Junho é o
mês dos Santos populares, os da casa, que saem para a rua com o chegar do calor.
Diferentes e os mesmos nas diversas zonas do nosso país, da aldeia mais
interior à capital e arredores, do bairro à avenida, onde há um deles sempre
com festa mais rija, às vezes por razões que se perderam no tempo. Cá para mim,
tem a ver com este jeitinho humano de que sempre que haja uma boa desculpa, com
a bênção do santo, se possa arejar do “ram-ram” dos dias, de preferência aqui
ao pé de nós mas também com o argumento de dar uma espreitadela na festa da
vizinhança. O assunto prolonga-se Verão adentro, com a desculpa do santo, da
padroeira ou da tradição que alarga o altar até ao adro e o transforma em
recinto de festas com bailarico, febras e sardinhas.
Mais
recentemente também os festivais de música começam logo em pré-Verão, tão em catadupa
vão sendo que reclamam este espaço extra no calendário. Nestes mandam as tábuas
onde se inscrevem as leis do negócio, porque se o entendimento do mundo se pode
explicar com o divino, mantê-lo a rodar com as leis da natureza, mantermo-nos
nele implica esforço humano.
Todas elas
são festas que são trabalho para muitos e inegável ócio para muitos mais. Uma
indústria de lazer, de espetáculo, mas também de tradição que ou é mesmo, ou se
vai fabricando rezando aos santinhos todos para que pegue a moda e fique o
gosto, e os euros possam continuar a chover como fogo-de-artifício no céu,
velinhas que se acendem para haver motivo de voltar-se para o ano, promessa
cumprida e a repetir.
O assunto, a
par de uma leitura apaixonante que tenho estado a fazer de um jovem autor,
Afonso Cruz, fez-me refletir sobre o conceito de cultura. Um conceito de definição
tão extensa, abrangente e vária que, quem a quer hierarquizar, com critérios de
geometria variável apesar da intenção científica e precisa, distingue a
cultura, num lugar cimeiro de um escala difusa e ligada ainda assim a vários
saberes específicos, de um outro substantivo plural, mais coletivo, culturas,
saco grande para arrumar tudo o resto em aparente igualdade de oportunidades.

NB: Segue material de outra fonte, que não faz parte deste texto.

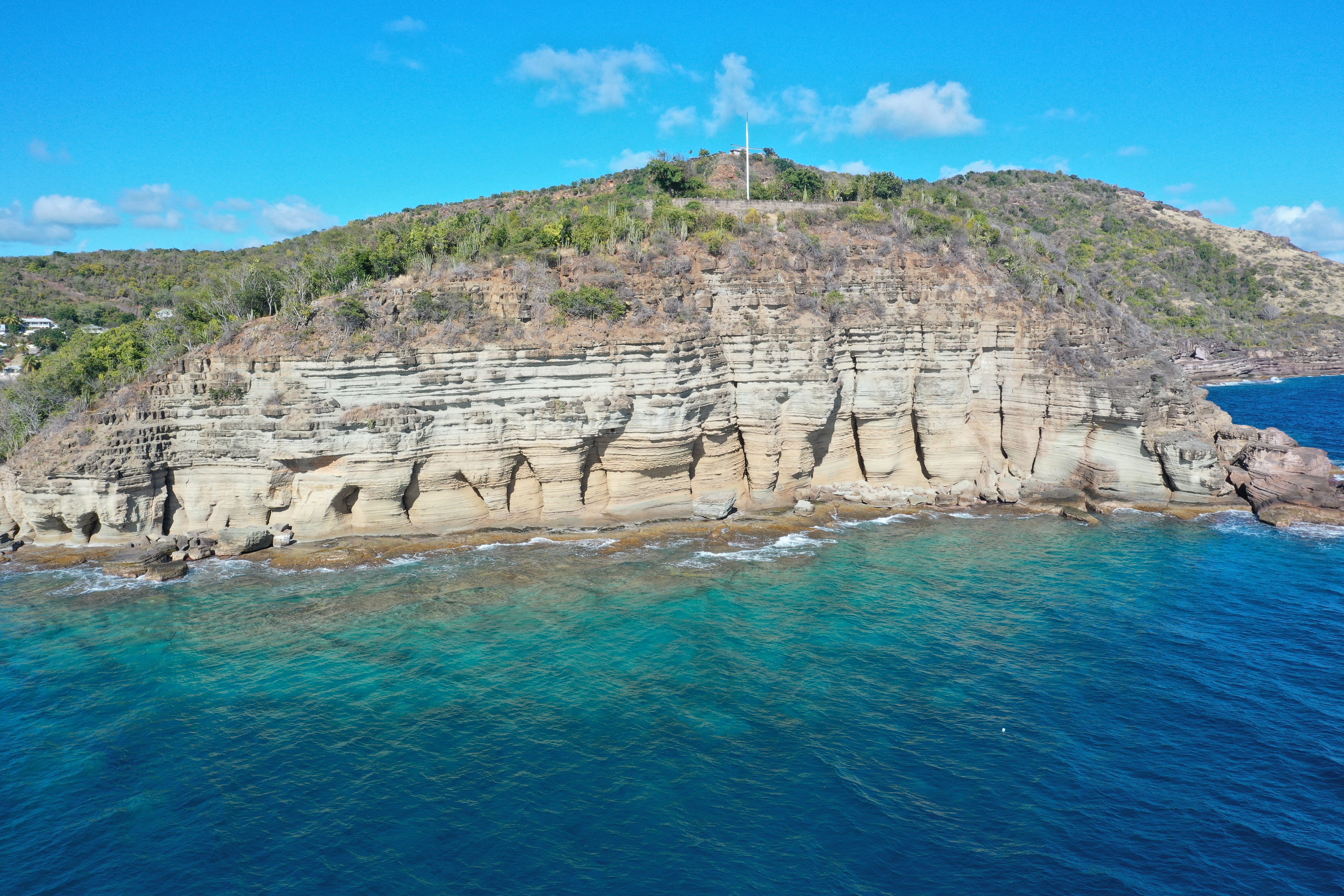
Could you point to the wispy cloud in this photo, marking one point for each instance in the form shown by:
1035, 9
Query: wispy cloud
1316, 228
381, 54
150, 199
405, 25
156, 206
979, 166
73, 211
733, 98
40, 151
170, 220
929, 111
597, 78
1216, 208
221, 222
675, 119
847, 168
14, 229
294, 217
630, 159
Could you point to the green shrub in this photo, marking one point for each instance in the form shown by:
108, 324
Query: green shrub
350, 314
883, 185
589, 301
868, 213
714, 241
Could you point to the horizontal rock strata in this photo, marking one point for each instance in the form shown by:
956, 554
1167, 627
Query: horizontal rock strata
941, 392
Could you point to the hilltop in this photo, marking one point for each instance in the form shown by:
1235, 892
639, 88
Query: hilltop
1060, 244
652, 346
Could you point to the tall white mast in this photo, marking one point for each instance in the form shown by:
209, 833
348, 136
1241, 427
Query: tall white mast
748, 151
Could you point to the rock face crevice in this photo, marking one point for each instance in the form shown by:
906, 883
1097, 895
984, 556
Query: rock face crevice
941, 392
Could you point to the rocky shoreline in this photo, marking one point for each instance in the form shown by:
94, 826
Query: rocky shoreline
343, 553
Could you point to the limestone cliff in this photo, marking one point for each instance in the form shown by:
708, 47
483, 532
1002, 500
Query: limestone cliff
749, 381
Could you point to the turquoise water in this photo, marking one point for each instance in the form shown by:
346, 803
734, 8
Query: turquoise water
955, 704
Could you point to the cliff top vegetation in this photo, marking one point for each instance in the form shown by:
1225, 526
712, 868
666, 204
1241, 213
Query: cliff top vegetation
1061, 242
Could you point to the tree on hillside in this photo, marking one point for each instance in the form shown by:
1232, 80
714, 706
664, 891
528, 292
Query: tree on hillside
672, 179
883, 185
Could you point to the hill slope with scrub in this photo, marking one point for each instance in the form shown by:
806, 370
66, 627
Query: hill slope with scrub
1060, 244
654, 346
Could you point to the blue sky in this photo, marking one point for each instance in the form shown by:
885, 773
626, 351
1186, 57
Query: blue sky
224, 126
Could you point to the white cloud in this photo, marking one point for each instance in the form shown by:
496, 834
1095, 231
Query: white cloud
405, 26
73, 211
151, 199
1315, 229
916, 112
733, 96
40, 151
15, 230
382, 54
628, 160
979, 166
171, 220
221, 222
847, 168
674, 119
295, 217
1216, 208
600, 77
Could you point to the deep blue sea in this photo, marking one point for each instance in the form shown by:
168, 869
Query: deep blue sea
940, 704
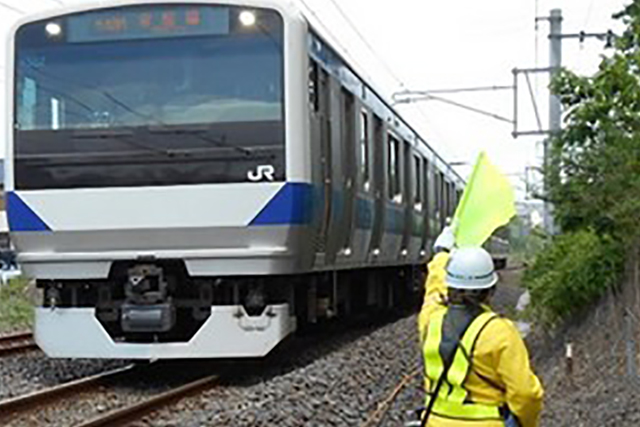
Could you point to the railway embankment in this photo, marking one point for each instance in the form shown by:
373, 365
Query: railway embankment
370, 375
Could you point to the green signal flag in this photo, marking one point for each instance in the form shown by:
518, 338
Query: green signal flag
488, 202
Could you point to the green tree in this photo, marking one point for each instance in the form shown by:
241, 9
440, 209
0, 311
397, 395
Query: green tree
594, 177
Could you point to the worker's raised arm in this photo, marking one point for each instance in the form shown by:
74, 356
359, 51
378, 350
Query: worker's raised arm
435, 287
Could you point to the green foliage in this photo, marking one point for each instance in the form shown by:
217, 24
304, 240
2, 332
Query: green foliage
572, 273
594, 173
16, 307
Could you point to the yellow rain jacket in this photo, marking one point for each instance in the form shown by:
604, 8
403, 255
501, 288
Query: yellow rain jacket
500, 372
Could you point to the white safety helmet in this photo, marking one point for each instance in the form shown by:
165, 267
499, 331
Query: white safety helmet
471, 269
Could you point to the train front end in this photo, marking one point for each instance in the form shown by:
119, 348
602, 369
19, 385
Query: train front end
153, 192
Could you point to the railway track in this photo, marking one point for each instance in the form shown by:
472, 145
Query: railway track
11, 408
16, 343
16, 409
136, 411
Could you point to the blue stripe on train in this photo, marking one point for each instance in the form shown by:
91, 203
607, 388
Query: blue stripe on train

Há ainda uma expressão “de cariz cultural”, ou equivalente, que deixa ao gosto
do utilizador desse bem assim classificado meter no saco ou elevar ao nível
singular. Para mim, a noção de cultura que melhor serve a fluidez do conceito,
disse-o Pessoa, como outros o disseram de outras formas: «Cultura não é ler
muito, nem saber muito; é conhecer muito.» Ou seja, para mim, as pessoas cultas
não se medem todas pela mesma escala. Ao que diz Pessoa acrescentaria a
partilha, mas isso sou eu que não sou poeta.
Ao Afonso
Cruz enquanto escritor (como ilustrador já o conhecia), tive o privilégio de o
ler em “manuscrito” na sua primeira obra premiada, já que fiz, com o António
Torrado, parte do júri em que atribuímos o primeiro lugar unanimemente e com
muita satisfação, em 2009, ao Os livros
que devoraram o meu pai. Cumpriu-se o que já ali prometia e temos hoje um
escritor, para além de um ilustrador e de um músico, porque o Afonso Cruz é também
membro da banda Soaked Lamb que Évora
já teve a oportunidade de ouvir na Feira do Livro de 2010.
Mas o que
importou para esta crónica é que o último livro por ele publicado e premiado, Para onde vão os guarda-chuvas, uma
metáfora da morte, nos fala dela e da vida, e das diferentes culturas de as
ligar à existência humana, isto é, a religião. Um ecumenismo que é também
literário, quase me atrevia a dizer, até porque o próprio livro enquanto objeto
é todo ele um lugar de confluência e convocação de várias artes que ali caibam.
Desconheço, e não é uma condicionante, a fé do autor, mas parece-me que o que
ali temos, para além do prazer da leitura, ajuda qualquer leitor a crescer na
sua própria cultura religiosa, para além da literária, claro. Mais do que as
diferenças nas devoções, uma cultura religiosa nunca o é se não se confrontar,
com a devida tolerância civilizacional que se espera de quem é culto, com
outras, conhecendo-as. Aconselho vivamente.